The addition of TFR_Ash and TSD_Ash gives only a slightly reduced temperature for the start of carbon gasification, at 943 °C and 930 °C, respectively, in comparison to 974 °C for the BB. Thus, the addition of ash at the amounts present in 5% of TSD or TFR did not have a significant effect on coke reactivity when more reactive bio-coal carbon was not present. However, the total weight loss up to 1100 °C was higher, being approximately at similar level as when adding 5% of TSD to the coking coal blend.

5. Conclusions

This study aims to understand the impact of washing, kaolin coating and ash addition on the carbonization and quality of bio-coke, i.e., reactivity.

• Washing of bio-coals will contribute to decreased max. dilatation and higher max. contraction of coking coal blend due to the changing of bio-coal structure during washing and possible presence of precipitated free minerals in the bio-coal after drying.
• For the specific bio-coals used, the removal of catalytic ash oxides by washing from bio-coal with higher contents of them lower bio-coke reactivity.

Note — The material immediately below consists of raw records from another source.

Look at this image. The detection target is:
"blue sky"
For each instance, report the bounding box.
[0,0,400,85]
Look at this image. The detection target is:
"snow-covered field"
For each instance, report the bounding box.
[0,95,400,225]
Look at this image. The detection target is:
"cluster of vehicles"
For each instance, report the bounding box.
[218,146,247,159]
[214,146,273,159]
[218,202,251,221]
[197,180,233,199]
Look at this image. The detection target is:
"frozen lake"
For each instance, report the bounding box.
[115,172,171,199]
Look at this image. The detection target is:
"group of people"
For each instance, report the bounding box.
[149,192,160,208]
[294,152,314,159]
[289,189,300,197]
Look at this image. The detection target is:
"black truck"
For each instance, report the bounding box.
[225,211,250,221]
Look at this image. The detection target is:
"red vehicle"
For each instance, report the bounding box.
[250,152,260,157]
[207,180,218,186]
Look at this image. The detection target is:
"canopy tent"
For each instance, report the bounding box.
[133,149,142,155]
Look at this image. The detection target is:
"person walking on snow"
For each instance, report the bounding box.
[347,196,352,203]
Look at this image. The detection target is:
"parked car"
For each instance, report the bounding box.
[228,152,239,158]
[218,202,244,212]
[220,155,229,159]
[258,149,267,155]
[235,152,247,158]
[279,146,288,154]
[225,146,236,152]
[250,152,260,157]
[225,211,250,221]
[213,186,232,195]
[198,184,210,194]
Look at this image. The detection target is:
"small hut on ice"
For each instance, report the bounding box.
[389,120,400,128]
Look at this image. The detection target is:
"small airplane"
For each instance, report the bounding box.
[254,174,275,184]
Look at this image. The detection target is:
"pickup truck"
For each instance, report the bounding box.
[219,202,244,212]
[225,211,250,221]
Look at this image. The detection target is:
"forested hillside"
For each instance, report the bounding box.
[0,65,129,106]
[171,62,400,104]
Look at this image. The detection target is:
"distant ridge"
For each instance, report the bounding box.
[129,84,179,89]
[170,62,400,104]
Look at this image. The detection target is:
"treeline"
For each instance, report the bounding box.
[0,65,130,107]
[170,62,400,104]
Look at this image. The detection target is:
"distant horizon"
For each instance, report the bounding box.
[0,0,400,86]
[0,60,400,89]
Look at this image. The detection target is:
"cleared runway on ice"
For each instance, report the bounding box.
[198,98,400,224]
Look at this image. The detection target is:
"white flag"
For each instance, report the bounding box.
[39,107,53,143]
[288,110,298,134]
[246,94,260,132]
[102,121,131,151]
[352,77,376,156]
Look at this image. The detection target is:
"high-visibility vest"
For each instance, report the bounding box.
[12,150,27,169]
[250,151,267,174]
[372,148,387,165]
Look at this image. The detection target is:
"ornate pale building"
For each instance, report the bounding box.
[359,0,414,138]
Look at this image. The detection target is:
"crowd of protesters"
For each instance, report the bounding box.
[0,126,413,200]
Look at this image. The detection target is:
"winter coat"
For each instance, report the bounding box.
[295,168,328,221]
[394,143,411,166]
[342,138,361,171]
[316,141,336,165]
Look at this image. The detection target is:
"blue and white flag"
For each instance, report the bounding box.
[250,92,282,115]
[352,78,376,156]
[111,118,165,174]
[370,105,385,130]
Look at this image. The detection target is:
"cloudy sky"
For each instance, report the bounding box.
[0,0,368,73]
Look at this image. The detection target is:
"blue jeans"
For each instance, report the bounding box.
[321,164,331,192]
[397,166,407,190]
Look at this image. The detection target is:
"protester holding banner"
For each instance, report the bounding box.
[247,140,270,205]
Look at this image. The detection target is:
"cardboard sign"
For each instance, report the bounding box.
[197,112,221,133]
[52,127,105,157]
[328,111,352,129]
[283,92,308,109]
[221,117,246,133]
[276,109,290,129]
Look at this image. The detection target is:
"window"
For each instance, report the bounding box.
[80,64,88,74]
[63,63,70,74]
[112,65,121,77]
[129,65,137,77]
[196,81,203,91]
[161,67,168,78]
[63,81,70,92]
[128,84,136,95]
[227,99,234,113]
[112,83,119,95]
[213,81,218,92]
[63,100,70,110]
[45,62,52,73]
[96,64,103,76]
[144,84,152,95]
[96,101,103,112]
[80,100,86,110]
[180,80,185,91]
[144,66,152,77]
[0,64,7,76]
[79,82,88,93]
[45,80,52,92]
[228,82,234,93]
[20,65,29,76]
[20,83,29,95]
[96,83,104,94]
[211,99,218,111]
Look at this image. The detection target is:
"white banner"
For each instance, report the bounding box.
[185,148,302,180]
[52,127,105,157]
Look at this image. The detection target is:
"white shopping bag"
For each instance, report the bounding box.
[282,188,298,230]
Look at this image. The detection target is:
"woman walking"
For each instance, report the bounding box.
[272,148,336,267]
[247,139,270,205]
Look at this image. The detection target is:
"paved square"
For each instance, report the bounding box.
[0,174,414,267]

Contrarily, the washing of bio-coal with a low content of catalytic ash oxides results in increased reactivity due to the changed bio-coal structure.
• The reactive carbon structure of bio-coal in bio-coke contributes to lowering the start of the gasification temperature; therefore, the start of reaction temperature is higher if only bio-coal ash is present.
• Kaolin coating stabilizes plastic properties by a 5% addition, but types with substantial contents of K₂O should be avoided, as its catalytic effect enhances gasification of bio-coke.